JP Morgan Breach Tied To Two-Factor Authentication Slip
itwbennett writes The attackers who stole information about 83 million JPMorgan Chase customers earlier this year gained a foothold on the company's network because a server reportedly lacked two-factor authentication, despite the company's practice of using two-factor authentication on most of its systems. The story, reported in the New York Times, echoes the warnings of security experts over the years that the breach of a single server or employee computer can put an entire network at risk.
Why can't they introduce two level log-ins for customers? First level log-in should be read-only, without any ability to modify anything. If you really want do a transaction, create a second level password. E*Trade used to have the system of "trade passcode" to be entered for doing actual trade, and the regular log in will only let you browse positions, balances, and set up alerts/watch lists. They took it away!
It figures, if they are that careless with their own servers, they don't give a rats tail about the customers security concerns.
sed -e 's/Chuck Norris/Rajnikant/g' joke > fact
Google Authenticator is an open source, easy to use TOTP (and HOTP) implementation which is not bad at all. The pam module is decent, and the smart phone (androit, ios, and blackberry support) client's QR Code enrollment is very convenient. Because [TH]OTP are standards, it's compatible with any other implementation of those standards, such as http://www.nongnu.org/oath-too... and the Yubikey tokens.
Personally, I use the Google Auth client with pam_krb5 / mit kerberos using a custom preauth plugin with totp keys generated by oath and stored in an LDAP backend. It's pretty neat. I mostly went with TOTP because that allows me to more easily pre-generate keys for automation jobs, btw.
Quite a few of the 'security' arrangements in financial areas make it abundantly clear that they suck because you don't really matter (this goes triple or worse for anything involving credit reports).
That said, RSA-fobs(or house-branded devices based on the same system) aren't actually something that would be trivial to share between organizations.
The RSA fob works because it is initialized with a given seed value at a given time. Every minute it performs a hash operation that provides enough output for the on screen numeric sequence along with the input for the next hash operation(if memory serves, it is reasonably well established that it is either impossible or computationally impractical to derive the internal state from knowledge of the screen output alone, even if you have many samples).
In order to enroll a fob in your authentication system, your auth server needs to know the seed and the initialization time. It can then run N rounds of the algorithm(based on the amount of time between initialization time and current time) and determine what should be displayed on the screen(sometimes allowing for a few minutes of slip, depending on how accurate the RTCs are believed to be), If you want Company B to use Company A's token, either Company B needs to pass every auth request to Company A for processing, and accept the result, or Company A actually has to send Company B the seed an initialization time for your fob(an operation that opens up certain obvious security concerns).
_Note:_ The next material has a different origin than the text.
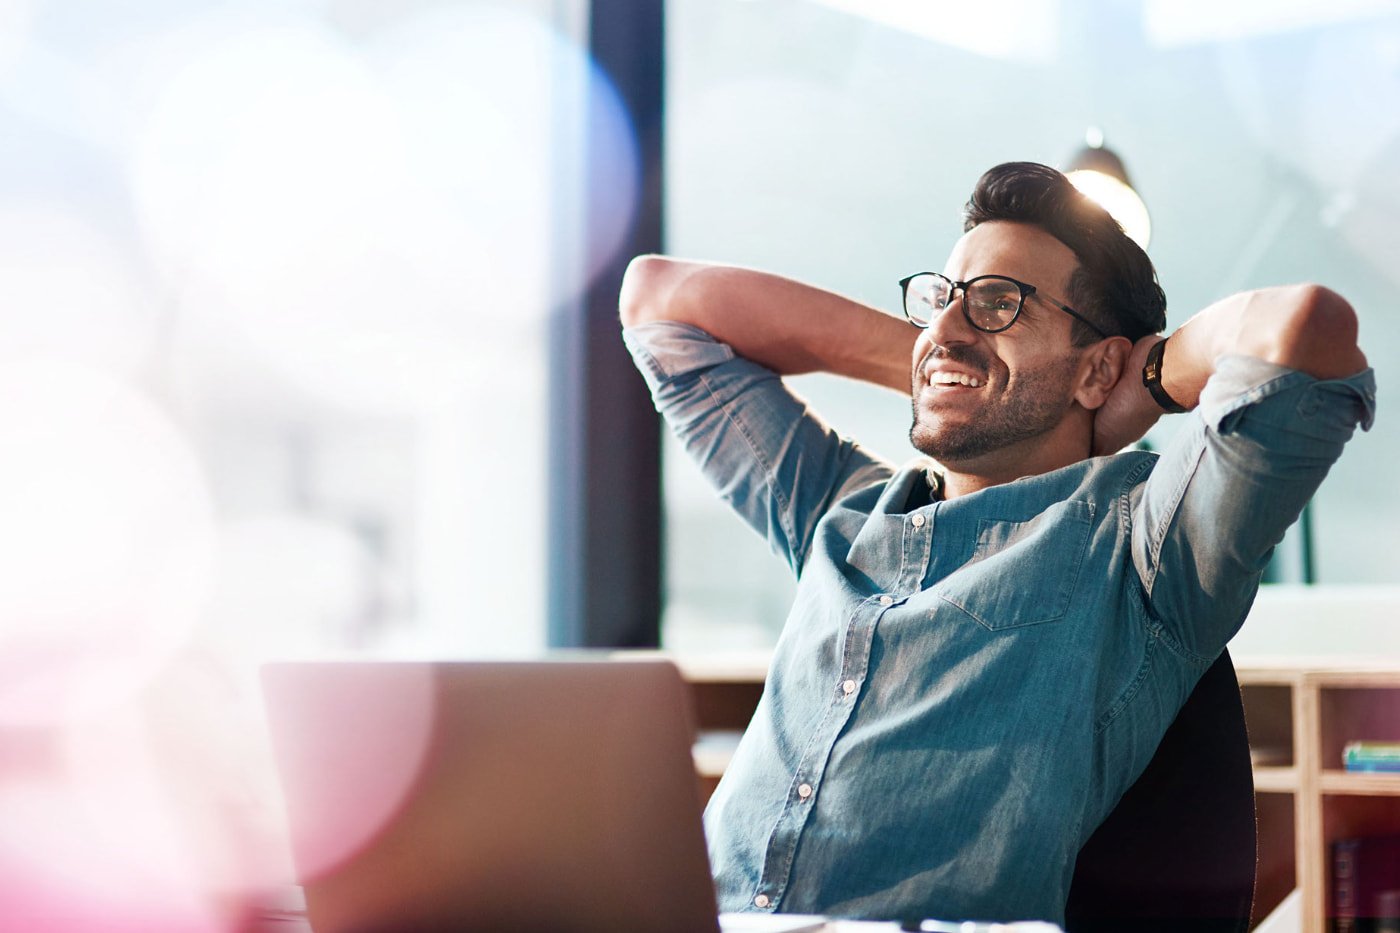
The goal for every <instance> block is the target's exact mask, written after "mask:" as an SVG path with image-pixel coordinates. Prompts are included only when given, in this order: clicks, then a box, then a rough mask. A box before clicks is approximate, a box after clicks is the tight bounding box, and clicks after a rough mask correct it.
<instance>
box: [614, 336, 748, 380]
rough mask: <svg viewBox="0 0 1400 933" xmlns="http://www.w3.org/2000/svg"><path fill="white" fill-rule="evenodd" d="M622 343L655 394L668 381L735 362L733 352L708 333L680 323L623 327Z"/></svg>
mask: <svg viewBox="0 0 1400 933" xmlns="http://www.w3.org/2000/svg"><path fill="white" fill-rule="evenodd" d="M622 340H623V343H626V345H627V352H629V353H631V359H633V360H636V363H637V368H638V370H641V374H643V377H644V378H645V380H647V387H648V388H651V391H652V392H655V391H657V388H658V387H659V385H661V384H662V382H666V381H669V380H675V378H678V377H682V375H686V374H687V373H694V371H697V370H706V368H710V367H713V366H720V364H721V363H728V361H729V360H732V359H734V356H735V354H734V349H732V347H731V346H729V345H728V343H721V342H720V340H717V339H714V338H713V336H710V333H707V332H706V331H701V329H700V328H697V326H694V325H692V324H680V322H678V321H648V322H647V324H638V325H637V326H631V328H623V331H622Z"/></svg>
The RSA fobs are pretty cute(if it weren't for the fact that RSA stores all the seed values and times, and managed to get them stolen at least once), in that they require absolutely no communication between the fob and the auth server, ever; but they do suffer from the weakness that the data needed to validate a fob are also the data sufficient to clone a fob, which makes sharing a single fob between multiple entities pretty awkward.
Do you understand that using a single RSA style dongle for multiple places is a huge risk?
If you have an infinite number of systems to log into, how many dongles is optimal, and how do you keep track of which dongle to use with which system? Where do I keep these dongles? My pocket is already uncomfortably full with a keyring with 4 keys and a fob on it. My other pocket has a smart phone.
Compared to whom?
I am Bennett Haselton! I am Bennett Haselton!
Google Authenticator is based on an open protocol. I can use Google's app, Amazon's, a number of various third parties, both open source and commercial available on the store/repo.
Server-side, I can use the protocol on most Linux distros, there are ways to use it with Windows, even ESXi nodes can have this added in as protection.
Yes, it might be Google code, but it is open source.
Now, RSA's SecurID is a different beast. It is a closed source system, with special servers and seed codes requires. Its advantage is that it is time tested, virtually everything supports it (MS has had hooks for ACE servers since Windows Server 2000), and it has the FIPS/Common Criteria/etc. certifications which help when audit time comes around. However, it doesn't come cheap.
I will differ there. The general population may not trust banks on one level, but they will keep their money in them. If the population truly didn't trust banks, precious metal prices would be spiking, and various ways of securing physical assets would be hawked from every street corner, the more amusing will be the ones, saying "just store your stash with me".
The population gripes about banks, but when the rubber meets the road, the money still gets deposited in the checking account come payday.